Royan triturait fébrilement son épaisse ceinture de kælm. Puis il l’a dépliée pour s’y enrouler, comme soudain gêné par le froid.

— J’étais sérieux.

Tu l’as regardé avec suspicion, puis t’es rendu compte que sa nervosité n’était pas exagérée. Ton cœur s’est déchiré. Toi ? Une akci ? Une sang-souillé...? Tu partageais la chair de ces êtres abjects, fragiles et orgueilleux ? La moitié du sang qui courait dans tes veines serait celui des Oreilles Froides ? Un écœurement viscéral pour les Ælvn et pour toi-même t’a envahi.

Tu as tenté, sans succès, de reprendre un air neutre, mais le dégoût transparaissait sur ton visage. Royan attendait silencieusement, contrit, incapable de trouver les mots pour adoucir la violente vérité.

— C’est la vraie raison… as-tu enfin dit. C’est pour ça que je porte un nom yu, que je sers mon clan comme une Yu. Je croyais que c’était une erreur, que c’était pas juste… mais je le mérite, en fait. C’est moi, l’erreur.

— J’aurais pas dû te le dire.

— Non, c’est mieux comme ça, l’as-tu corrigé en secouant la tête. Je préfère savoir pourquoi on m’a punie. Même si…

Même si cela t’emprisonnait davantage.

Royan s’est recroquevillé, les oreilles basses.

— Mais tu vaux n’importe quel Dai à mon avis, a-t-il assuré sans conviction. Sang-mêlé ou pas sang-mêlé.

Il faisait de son mieux. Tu brûlais de lui en vouloir, comme tu en voulais déjà à la terre et au ciel, mais il n’était responsable de rien. Même si le besoin de désigner un coupable t’oppressait, ç’aurait été injuste envers Royan, qui partageait tes peines. S’il fallait un seul fautif, un seul responsable à tous tes maux, il s’agirait de Baraghi.
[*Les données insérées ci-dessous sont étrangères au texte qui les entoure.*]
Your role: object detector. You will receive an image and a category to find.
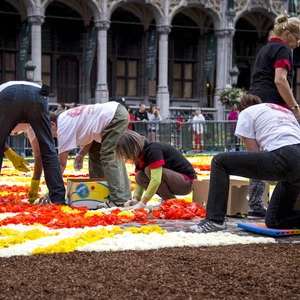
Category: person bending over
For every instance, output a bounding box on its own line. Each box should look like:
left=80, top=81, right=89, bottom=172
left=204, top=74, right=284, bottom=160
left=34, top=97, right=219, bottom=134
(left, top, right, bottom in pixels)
left=50, top=101, right=131, bottom=208
left=187, top=94, right=300, bottom=233
left=4, top=123, right=43, bottom=203
left=0, top=81, right=66, bottom=204
left=116, top=130, right=197, bottom=209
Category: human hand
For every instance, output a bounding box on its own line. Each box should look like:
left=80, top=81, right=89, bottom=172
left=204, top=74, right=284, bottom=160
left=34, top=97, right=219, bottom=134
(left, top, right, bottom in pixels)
left=4, top=148, right=30, bottom=172
left=293, top=109, right=300, bottom=120
left=28, top=179, right=40, bottom=203
left=124, top=199, right=139, bottom=207
left=39, top=193, right=52, bottom=206
left=123, top=200, right=146, bottom=210
left=73, top=154, right=84, bottom=171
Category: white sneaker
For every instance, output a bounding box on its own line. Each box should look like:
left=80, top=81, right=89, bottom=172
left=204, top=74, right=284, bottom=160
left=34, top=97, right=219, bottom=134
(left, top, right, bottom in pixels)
left=186, top=219, right=227, bottom=233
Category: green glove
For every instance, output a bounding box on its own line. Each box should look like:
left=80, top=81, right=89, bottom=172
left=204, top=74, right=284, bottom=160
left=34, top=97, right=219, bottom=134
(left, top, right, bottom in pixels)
left=4, top=148, right=30, bottom=172
left=28, top=179, right=40, bottom=203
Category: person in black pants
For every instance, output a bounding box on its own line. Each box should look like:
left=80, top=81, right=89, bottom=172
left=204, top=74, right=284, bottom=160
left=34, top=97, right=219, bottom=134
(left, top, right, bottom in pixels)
left=248, top=12, right=300, bottom=219
left=187, top=94, right=300, bottom=233
left=0, top=81, right=66, bottom=204
left=134, top=102, right=149, bottom=137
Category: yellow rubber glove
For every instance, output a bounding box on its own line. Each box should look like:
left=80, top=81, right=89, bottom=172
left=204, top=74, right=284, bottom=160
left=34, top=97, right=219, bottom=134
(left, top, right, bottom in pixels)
left=28, top=179, right=40, bottom=203
left=4, top=148, right=30, bottom=172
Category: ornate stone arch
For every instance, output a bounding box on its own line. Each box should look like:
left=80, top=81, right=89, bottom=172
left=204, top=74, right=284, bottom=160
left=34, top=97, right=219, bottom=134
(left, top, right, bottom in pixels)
left=40, top=0, right=101, bottom=25
left=7, top=0, right=30, bottom=21
left=108, top=0, right=163, bottom=24
left=169, top=0, right=222, bottom=30
left=234, top=6, right=277, bottom=35
left=234, top=0, right=283, bottom=23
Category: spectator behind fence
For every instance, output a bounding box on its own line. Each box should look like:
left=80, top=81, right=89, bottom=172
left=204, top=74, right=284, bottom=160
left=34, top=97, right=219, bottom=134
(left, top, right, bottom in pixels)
left=125, top=105, right=134, bottom=130
left=134, top=102, right=149, bottom=137
left=193, top=108, right=205, bottom=152
left=116, top=130, right=197, bottom=209
left=4, top=123, right=43, bottom=203
left=189, top=94, right=300, bottom=233
left=148, top=103, right=161, bottom=142
left=55, top=103, right=66, bottom=116
left=228, top=104, right=239, bottom=147
left=248, top=12, right=300, bottom=218
left=0, top=81, right=66, bottom=204
left=69, top=102, right=77, bottom=108
left=50, top=101, right=131, bottom=208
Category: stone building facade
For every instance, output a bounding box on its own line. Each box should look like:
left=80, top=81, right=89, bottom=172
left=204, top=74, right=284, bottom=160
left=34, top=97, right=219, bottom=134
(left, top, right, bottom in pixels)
left=0, top=0, right=300, bottom=120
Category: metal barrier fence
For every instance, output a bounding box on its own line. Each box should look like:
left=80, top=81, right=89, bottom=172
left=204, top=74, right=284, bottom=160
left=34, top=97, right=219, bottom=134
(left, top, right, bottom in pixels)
left=8, top=119, right=244, bottom=156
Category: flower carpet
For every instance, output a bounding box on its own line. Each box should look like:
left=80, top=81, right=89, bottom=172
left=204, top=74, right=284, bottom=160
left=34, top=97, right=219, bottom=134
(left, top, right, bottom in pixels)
left=0, top=157, right=300, bottom=300
left=0, top=157, right=275, bottom=257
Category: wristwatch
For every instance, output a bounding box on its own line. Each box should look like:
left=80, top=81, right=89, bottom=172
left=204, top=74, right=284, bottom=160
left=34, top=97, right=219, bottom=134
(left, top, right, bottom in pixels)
left=291, top=104, right=299, bottom=111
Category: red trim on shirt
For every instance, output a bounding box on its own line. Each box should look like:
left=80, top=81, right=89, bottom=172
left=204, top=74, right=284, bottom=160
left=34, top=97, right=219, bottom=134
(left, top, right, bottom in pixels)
left=149, top=159, right=165, bottom=170
left=181, top=174, right=197, bottom=183
left=137, top=150, right=145, bottom=169
left=270, top=38, right=286, bottom=44
left=274, top=59, right=291, bottom=71
left=278, top=103, right=290, bottom=109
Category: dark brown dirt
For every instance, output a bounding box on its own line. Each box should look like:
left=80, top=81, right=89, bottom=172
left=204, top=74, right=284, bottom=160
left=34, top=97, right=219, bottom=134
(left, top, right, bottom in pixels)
left=0, top=243, right=300, bottom=300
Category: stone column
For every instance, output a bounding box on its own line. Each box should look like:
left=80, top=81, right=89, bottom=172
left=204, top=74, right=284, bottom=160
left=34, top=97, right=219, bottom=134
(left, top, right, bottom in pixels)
left=156, top=25, right=171, bottom=119
left=214, top=29, right=234, bottom=121
left=28, top=16, right=44, bottom=85
left=95, top=21, right=110, bottom=103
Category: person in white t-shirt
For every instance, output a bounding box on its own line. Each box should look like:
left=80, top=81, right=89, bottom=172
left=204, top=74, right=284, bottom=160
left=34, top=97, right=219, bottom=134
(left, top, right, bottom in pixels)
left=4, top=123, right=43, bottom=203
left=193, top=108, right=205, bottom=152
left=188, top=94, right=300, bottom=233
left=50, top=101, right=131, bottom=207
left=0, top=81, right=66, bottom=205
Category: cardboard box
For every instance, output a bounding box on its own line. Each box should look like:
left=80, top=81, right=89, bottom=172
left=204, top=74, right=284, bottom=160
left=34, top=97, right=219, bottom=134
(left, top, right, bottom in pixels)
left=67, top=178, right=109, bottom=209
left=193, top=179, right=269, bottom=216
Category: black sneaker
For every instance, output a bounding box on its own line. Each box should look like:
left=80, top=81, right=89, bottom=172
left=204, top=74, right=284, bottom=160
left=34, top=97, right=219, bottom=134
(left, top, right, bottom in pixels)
left=96, top=201, right=124, bottom=209
left=247, top=207, right=267, bottom=219
left=186, top=219, right=227, bottom=233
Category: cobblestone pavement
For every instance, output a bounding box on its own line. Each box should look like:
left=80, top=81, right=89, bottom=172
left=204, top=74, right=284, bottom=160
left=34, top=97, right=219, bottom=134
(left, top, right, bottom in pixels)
left=122, top=217, right=300, bottom=243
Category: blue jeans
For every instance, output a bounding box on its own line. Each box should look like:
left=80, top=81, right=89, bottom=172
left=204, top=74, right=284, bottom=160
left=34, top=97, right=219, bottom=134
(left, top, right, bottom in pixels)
left=206, top=144, right=300, bottom=229
left=0, top=84, right=65, bottom=204
left=89, top=104, right=131, bottom=206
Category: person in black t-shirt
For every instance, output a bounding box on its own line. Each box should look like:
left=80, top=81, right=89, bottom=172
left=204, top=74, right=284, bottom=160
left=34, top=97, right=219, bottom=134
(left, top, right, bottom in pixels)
left=115, top=130, right=197, bottom=209
left=134, top=102, right=149, bottom=137
left=248, top=12, right=300, bottom=219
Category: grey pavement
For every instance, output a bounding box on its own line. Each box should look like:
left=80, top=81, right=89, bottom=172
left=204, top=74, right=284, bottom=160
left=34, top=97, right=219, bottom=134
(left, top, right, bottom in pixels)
left=121, top=217, right=300, bottom=243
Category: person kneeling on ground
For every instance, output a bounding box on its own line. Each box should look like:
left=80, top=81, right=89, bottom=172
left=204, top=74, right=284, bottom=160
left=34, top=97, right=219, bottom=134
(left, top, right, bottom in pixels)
left=115, top=130, right=197, bottom=209
left=187, top=94, right=300, bottom=233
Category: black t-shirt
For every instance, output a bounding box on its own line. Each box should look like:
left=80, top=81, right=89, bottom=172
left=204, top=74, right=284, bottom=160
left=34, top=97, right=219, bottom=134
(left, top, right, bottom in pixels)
left=248, top=39, right=294, bottom=105
left=136, top=141, right=197, bottom=179
left=134, top=110, right=149, bottom=121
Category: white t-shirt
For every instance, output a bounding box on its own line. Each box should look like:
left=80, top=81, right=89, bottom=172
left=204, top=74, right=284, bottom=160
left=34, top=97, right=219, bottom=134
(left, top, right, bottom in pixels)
left=57, top=101, right=119, bottom=153
left=193, top=114, right=205, bottom=134
left=11, top=123, right=35, bottom=143
left=0, top=81, right=41, bottom=92
left=235, top=103, right=300, bottom=151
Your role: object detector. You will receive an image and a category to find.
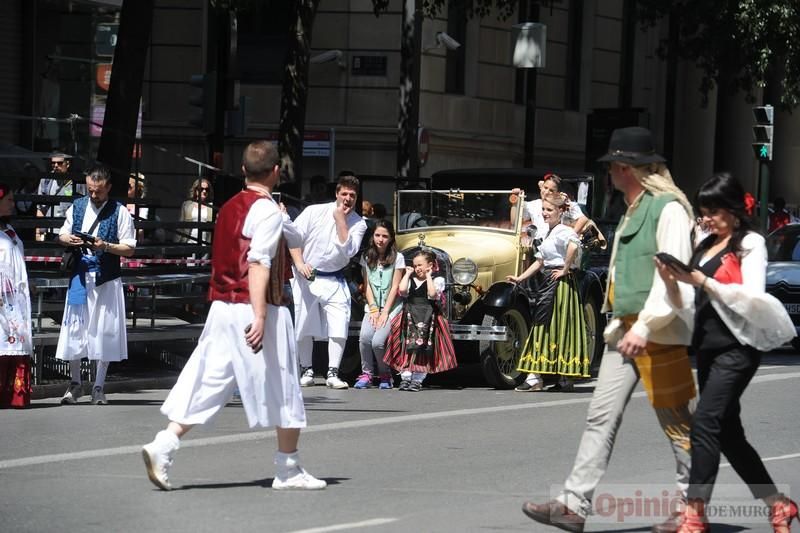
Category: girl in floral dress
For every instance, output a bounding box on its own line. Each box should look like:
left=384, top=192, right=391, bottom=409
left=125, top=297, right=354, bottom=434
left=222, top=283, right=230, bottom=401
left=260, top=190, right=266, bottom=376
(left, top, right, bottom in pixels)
left=384, top=250, right=457, bottom=392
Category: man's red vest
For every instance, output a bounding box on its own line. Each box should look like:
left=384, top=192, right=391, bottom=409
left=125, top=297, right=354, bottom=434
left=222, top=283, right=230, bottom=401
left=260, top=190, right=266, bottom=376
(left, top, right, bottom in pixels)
left=208, top=189, right=286, bottom=305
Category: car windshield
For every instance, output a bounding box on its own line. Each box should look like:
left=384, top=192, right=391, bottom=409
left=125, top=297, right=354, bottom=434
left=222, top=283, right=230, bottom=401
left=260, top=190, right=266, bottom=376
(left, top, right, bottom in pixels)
left=767, top=224, right=800, bottom=261
left=396, top=189, right=514, bottom=232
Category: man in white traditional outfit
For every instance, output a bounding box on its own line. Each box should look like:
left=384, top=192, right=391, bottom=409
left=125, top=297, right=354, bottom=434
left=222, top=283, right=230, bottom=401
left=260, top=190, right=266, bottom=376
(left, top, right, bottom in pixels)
left=56, top=166, right=136, bottom=405
left=142, top=141, right=327, bottom=490
left=289, top=173, right=367, bottom=389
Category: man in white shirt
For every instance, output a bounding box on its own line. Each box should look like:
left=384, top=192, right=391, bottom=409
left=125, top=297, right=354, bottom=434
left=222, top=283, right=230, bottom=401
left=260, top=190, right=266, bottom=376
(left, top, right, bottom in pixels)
left=142, top=141, right=327, bottom=490
left=56, top=166, right=136, bottom=405
left=522, top=127, right=696, bottom=533
left=284, top=174, right=367, bottom=389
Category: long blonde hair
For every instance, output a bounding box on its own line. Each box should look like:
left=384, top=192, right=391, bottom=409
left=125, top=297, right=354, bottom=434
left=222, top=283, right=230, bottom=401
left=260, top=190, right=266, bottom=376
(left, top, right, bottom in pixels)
left=631, top=163, right=694, bottom=220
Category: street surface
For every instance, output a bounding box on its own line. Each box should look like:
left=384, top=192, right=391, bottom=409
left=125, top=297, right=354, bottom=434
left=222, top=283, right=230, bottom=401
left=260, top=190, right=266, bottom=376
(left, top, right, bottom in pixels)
left=0, top=351, right=800, bottom=533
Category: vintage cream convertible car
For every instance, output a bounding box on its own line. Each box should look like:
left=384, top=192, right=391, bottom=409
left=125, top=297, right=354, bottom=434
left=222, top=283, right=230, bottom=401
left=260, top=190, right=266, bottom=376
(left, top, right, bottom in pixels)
left=382, top=169, right=606, bottom=389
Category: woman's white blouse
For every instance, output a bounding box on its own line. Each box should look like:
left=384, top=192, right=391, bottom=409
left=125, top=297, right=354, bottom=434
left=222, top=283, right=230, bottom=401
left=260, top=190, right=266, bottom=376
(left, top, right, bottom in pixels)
left=536, top=224, right=581, bottom=268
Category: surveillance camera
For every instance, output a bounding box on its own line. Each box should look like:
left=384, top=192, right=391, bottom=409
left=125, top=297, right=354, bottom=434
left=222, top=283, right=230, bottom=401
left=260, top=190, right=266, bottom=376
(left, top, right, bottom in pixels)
left=436, top=31, right=461, bottom=50
left=309, top=50, right=342, bottom=63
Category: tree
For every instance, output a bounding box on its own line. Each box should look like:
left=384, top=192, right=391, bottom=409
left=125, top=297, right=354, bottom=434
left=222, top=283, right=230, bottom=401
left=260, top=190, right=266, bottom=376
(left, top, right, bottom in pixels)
left=637, top=0, right=800, bottom=109
left=278, top=0, right=319, bottom=181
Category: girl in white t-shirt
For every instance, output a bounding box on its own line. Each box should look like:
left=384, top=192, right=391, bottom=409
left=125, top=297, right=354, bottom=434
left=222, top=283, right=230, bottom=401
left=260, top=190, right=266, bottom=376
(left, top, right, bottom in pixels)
left=354, top=220, right=406, bottom=389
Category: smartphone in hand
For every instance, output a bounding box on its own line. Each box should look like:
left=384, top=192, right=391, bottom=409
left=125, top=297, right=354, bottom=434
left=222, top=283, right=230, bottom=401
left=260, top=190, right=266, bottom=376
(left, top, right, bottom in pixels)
left=72, top=231, right=96, bottom=244
left=244, top=324, right=262, bottom=353
left=656, top=252, right=694, bottom=274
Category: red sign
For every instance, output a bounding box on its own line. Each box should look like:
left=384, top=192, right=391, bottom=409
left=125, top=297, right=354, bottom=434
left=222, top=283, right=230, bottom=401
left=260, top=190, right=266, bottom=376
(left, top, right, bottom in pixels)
left=95, top=63, right=111, bottom=92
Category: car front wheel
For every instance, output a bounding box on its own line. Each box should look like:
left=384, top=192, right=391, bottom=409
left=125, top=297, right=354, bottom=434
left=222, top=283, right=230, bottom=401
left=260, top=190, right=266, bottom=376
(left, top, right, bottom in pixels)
left=480, top=306, right=530, bottom=389
left=583, top=290, right=606, bottom=375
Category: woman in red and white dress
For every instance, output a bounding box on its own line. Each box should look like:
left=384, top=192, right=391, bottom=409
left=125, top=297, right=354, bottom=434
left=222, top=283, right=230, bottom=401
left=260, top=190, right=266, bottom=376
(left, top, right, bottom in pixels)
left=657, top=173, right=798, bottom=533
left=0, top=184, right=33, bottom=409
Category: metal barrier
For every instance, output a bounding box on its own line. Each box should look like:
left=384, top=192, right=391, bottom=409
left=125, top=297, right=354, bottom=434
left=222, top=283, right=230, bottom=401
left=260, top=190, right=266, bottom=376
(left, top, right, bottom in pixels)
left=28, top=273, right=211, bottom=384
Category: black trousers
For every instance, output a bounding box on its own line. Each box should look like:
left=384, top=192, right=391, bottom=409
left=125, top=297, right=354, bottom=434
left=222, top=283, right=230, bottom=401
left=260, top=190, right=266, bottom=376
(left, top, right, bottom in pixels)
left=688, top=345, right=778, bottom=502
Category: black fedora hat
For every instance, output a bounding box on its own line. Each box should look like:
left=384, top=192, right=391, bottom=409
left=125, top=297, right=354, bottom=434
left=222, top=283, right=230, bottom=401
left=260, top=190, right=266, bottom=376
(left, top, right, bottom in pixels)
left=598, top=126, right=666, bottom=166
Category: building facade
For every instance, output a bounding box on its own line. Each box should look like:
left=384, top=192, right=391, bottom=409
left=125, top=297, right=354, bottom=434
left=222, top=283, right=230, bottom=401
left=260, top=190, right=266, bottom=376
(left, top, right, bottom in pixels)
left=0, top=0, right=800, bottom=216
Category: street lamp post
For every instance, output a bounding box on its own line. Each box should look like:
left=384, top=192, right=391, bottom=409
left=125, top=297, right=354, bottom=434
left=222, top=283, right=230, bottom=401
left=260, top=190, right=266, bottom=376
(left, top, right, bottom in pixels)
left=511, top=22, right=547, bottom=168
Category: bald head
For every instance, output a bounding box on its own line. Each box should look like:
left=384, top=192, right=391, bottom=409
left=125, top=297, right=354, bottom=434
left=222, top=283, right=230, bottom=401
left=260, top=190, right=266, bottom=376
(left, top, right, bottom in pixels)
left=242, top=140, right=280, bottom=180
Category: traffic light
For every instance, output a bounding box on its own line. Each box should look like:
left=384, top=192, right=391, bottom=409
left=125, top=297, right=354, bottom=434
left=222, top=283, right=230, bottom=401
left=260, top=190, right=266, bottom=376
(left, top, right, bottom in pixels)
left=753, top=105, right=774, bottom=161
left=189, top=72, right=217, bottom=135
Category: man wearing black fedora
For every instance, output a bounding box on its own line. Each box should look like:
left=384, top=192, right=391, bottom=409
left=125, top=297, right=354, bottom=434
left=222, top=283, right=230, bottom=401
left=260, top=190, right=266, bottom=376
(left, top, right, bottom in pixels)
left=522, top=127, right=696, bottom=533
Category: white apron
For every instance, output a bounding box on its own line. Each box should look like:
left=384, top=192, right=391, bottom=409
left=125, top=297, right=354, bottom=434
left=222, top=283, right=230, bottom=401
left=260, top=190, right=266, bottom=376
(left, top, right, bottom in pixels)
left=56, top=272, right=128, bottom=362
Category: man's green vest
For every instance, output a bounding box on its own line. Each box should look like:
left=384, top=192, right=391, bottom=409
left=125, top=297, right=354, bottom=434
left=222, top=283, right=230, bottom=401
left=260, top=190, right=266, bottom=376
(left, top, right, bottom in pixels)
left=613, top=192, right=675, bottom=317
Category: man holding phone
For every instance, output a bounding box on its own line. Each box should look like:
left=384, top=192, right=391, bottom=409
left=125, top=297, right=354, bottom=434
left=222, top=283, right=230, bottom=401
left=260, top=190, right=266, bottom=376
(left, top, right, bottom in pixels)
left=289, top=172, right=367, bottom=389
left=56, top=165, right=136, bottom=405
left=142, top=141, right=327, bottom=490
left=522, top=127, right=696, bottom=533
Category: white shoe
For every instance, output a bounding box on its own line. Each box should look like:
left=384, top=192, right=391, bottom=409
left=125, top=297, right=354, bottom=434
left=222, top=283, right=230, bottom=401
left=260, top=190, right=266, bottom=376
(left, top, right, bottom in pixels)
left=325, top=376, right=350, bottom=389
left=142, top=433, right=178, bottom=490
left=272, top=466, right=328, bottom=490
left=300, top=367, right=314, bottom=387
left=61, top=381, right=83, bottom=405
left=92, top=387, right=108, bottom=405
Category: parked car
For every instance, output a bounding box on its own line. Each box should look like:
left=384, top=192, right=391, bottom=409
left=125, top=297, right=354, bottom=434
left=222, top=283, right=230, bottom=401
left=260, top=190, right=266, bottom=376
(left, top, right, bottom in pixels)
left=767, top=224, right=800, bottom=350
left=343, top=169, right=607, bottom=389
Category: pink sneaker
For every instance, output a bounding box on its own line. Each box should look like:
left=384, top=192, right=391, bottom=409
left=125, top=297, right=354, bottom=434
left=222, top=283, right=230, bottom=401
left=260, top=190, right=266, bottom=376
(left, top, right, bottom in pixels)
left=353, top=372, right=372, bottom=389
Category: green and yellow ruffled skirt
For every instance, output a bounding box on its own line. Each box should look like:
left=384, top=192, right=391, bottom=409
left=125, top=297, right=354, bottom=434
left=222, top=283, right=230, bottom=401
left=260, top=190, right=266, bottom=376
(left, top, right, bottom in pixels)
left=517, top=273, right=590, bottom=378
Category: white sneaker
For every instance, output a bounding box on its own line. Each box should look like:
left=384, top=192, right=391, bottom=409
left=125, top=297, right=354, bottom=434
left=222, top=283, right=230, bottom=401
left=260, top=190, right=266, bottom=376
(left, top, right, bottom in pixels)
left=92, top=387, right=108, bottom=405
left=61, top=381, right=83, bottom=405
left=142, top=432, right=178, bottom=490
left=272, top=466, right=328, bottom=490
left=300, top=367, right=314, bottom=387
left=325, top=376, right=350, bottom=389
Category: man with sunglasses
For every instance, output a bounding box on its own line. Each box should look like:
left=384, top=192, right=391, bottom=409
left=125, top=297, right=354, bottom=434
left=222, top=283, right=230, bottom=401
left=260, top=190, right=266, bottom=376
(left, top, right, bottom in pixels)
left=39, top=152, right=86, bottom=227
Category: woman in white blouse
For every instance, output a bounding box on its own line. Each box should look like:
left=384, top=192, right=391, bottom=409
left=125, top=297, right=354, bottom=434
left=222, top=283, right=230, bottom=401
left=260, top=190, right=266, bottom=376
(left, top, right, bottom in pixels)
left=657, top=174, right=797, bottom=533
left=0, top=184, right=33, bottom=409
left=175, top=178, right=214, bottom=245
left=507, top=194, right=589, bottom=392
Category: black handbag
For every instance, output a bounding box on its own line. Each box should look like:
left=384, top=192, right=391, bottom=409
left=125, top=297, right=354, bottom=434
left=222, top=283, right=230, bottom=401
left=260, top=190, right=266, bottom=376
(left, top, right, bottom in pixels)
left=59, top=200, right=112, bottom=274
left=60, top=246, right=81, bottom=273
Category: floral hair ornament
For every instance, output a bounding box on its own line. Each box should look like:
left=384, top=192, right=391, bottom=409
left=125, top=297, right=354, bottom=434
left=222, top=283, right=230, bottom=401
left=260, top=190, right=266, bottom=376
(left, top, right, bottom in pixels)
left=744, top=192, right=756, bottom=217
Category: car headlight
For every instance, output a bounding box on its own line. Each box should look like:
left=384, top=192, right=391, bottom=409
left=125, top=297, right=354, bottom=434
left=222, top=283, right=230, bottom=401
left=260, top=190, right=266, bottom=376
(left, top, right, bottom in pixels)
left=453, top=257, right=478, bottom=285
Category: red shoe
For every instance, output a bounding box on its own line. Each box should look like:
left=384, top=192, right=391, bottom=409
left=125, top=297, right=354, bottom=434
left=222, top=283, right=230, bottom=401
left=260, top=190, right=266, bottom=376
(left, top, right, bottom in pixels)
left=769, top=496, right=800, bottom=533
left=677, top=507, right=711, bottom=533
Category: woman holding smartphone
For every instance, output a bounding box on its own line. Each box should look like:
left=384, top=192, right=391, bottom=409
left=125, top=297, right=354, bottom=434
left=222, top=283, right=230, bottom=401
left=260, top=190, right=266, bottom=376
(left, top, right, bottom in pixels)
left=657, top=173, right=797, bottom=533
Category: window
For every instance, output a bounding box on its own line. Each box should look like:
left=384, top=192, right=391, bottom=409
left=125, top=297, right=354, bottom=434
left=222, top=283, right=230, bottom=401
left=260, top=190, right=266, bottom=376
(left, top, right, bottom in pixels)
left=444, top=4, right=467, bottom=94
left=237, top=0, right=292, bottom=85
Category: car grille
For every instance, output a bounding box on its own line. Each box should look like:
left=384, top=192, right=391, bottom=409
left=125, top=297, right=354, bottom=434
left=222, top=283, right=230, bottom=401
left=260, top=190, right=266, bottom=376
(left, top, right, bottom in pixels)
left=767, top=281, right=800, bottom=326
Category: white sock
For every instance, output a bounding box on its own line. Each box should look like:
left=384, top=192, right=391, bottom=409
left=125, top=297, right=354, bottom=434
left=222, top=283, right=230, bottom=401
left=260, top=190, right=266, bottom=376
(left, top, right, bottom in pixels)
left=274, top=452, right=300, bottom=479
left=69, top=359, right=81, bottom=383
left=328, top=337, right=347, bottom=368
left=297, top=337, right=314, bottom=368
left=153, top=429, right=181, bottom=451
left=94, top=361, right=111, bottom=390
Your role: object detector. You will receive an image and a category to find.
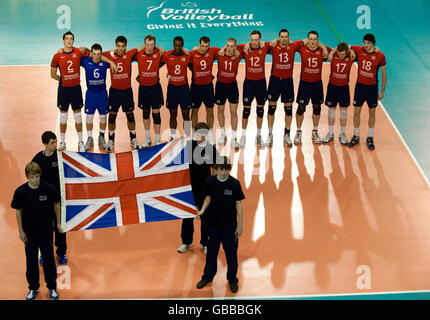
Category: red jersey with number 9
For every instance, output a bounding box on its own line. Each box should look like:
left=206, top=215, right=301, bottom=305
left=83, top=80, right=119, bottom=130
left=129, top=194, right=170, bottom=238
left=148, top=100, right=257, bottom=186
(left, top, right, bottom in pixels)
left=51, top=47, right=89, bottom=87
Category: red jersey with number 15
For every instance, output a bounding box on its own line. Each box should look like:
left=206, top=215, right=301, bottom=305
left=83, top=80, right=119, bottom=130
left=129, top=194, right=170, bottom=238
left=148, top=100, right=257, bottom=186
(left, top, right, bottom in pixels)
left=237, top=42, right=270, bottom=80
left=103, top=48, right=137, bottom=90
left=272, top=40, right=304, bottom=79
left=329, top=53, right=354, bottom=87
left=351, top=46, right=387, bottom=85
left=133, top=49, right=164, bottom=87
left=216, top=48, right=243, bottom=83
left=164, top=50, right=191, bottom=86
left=190, top=47, right=220, bottom=85
left=51, top=47, right=89, bottom=87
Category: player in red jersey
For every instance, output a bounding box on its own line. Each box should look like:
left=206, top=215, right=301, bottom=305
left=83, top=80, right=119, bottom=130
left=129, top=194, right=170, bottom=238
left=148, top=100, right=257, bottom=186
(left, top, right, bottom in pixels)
left=237, top=30, right=270, bottom=147
left=322, top=42, right=355, bottom=145
left=294, top=31, right=328, bottom=144
left=215, top=38, right=243, bottom=150
left=164, top=36, right=192, bottom=139
left=349, top=34, right=387, bottom=150
left=189, top=36, right=220, bottom=141
left=103, top=36, right=139, bottom=152
left=134, top=35, right=165, bottom=148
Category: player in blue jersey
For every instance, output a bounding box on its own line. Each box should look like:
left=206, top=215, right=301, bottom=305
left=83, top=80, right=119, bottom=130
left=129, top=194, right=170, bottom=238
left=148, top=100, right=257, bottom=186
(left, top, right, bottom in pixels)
left=81, top=43, right=109, bottom=151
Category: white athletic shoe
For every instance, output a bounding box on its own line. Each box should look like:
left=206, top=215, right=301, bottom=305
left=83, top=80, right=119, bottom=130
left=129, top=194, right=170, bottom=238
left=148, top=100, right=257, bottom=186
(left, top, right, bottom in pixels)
left=130, top=138, right=139, bottom=150
left=239, top=136, right=246, bottom=148
left=294, top=130, right=302, bottom=144
left=78, top=141, right=87, bottom=152
left=312, top=130, right=321, bottom=143
left=58, top=142, right=66, bottom=151
left=284, top=134, right=293, bottom=147
left=142, top=139, right=152, bottom=148
left=106, top=140, right=114, bottom=152
left=322, top=132, right=334, bottom=143
left=85, top=137, right=94, bottom=150
left=339, top=133, right=348, bottom=145
left=178, top=243, right=193, bottom=253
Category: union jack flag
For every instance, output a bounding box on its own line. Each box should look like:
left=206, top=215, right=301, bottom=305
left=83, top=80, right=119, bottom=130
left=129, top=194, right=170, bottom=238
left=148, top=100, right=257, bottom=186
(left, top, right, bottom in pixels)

Tu as donc concentré ta haine sur le Naræs du clan Riao, chose facile car tu le haïssais déjà.

Tu t’es soudain levée. Une seule idée résistait à tes pensées sombres.

— Je pars au lever. Suis-moi si tu veux. Et quand je reviendrai, ce sera pour trancher la gorge de Baraghi.

Royan n’a pas répondu. Il savait que le lendemain serait fait de chasse et de cuisine, de tissage et de tannage, de pêche et de forgeage ; de contusions et d’estomacs vides. Mais il t’avait suffisamment fait souffrir. Il t’a laissé l’espoir de croire que cette nuit serait la dernière sous le joug de ton clan.

Avant la révolution, des corvées vous attendaient. Vous avez lavé des tuniques tout en suivant des yeux un appétissant rapace, trop prudent pour s’approcher. Vos tâches accomplies, vous vous êtes dirigés vers la grande hutte qui servait de dortoir aux esclaves, espérant arracher un sommeil d’un cinquième de ciel.

Cette nuit-là, tu as rêvé de ta mère. Tu ne pouvais distinguer son visage, car tu l’avais oublié. Cette ombre informe dont seule l’odeur ambrée te restait familière, elle riait. Elle riait d’un rictus affreux, te pointant du doigt et braillant sans cesse « Cháká ! Cháká ! » comme pour proférer une insulte. L’atmosphère s’assombrissait. Tu t’es recroquevillée, mais l’ombre grandissait et t’a submergée. Soudain, tu es redevenue lucide.

Non, elle n’avait pas choisi ce nom pour toi. Elle t’avait appelée Caei, pour la force dont elle espérait que tu hérites. Pourtant Baraghi, tu en comprenais maintenant la raison, t’avait donné cet horrible nom yu à la place. Par sa faute, tu portais ton nom comme on porte un fardeau honteux. Et dans ton rêve, cette charge immense écrasait tes petites épaules.

Tu croulais sous le poids de ta haine. Autour de toi, tout était rouge. La furie, aveugle, incontrôlable, s’abattait dans toutes les directions. Tu haïssais ton oppresseur, l’ensemble des responsables de ton métissage et toi-même. Comment avait-on pu te faire cela ? De quel droit ta mère avait-elle teinté ton sang ? De quel droit Baraghi t’avait-il privée d’honneur et de clan ?

Tu t’es échappée de ton rêve dans un sursaut, la respiration saccadée et le cœur affolé.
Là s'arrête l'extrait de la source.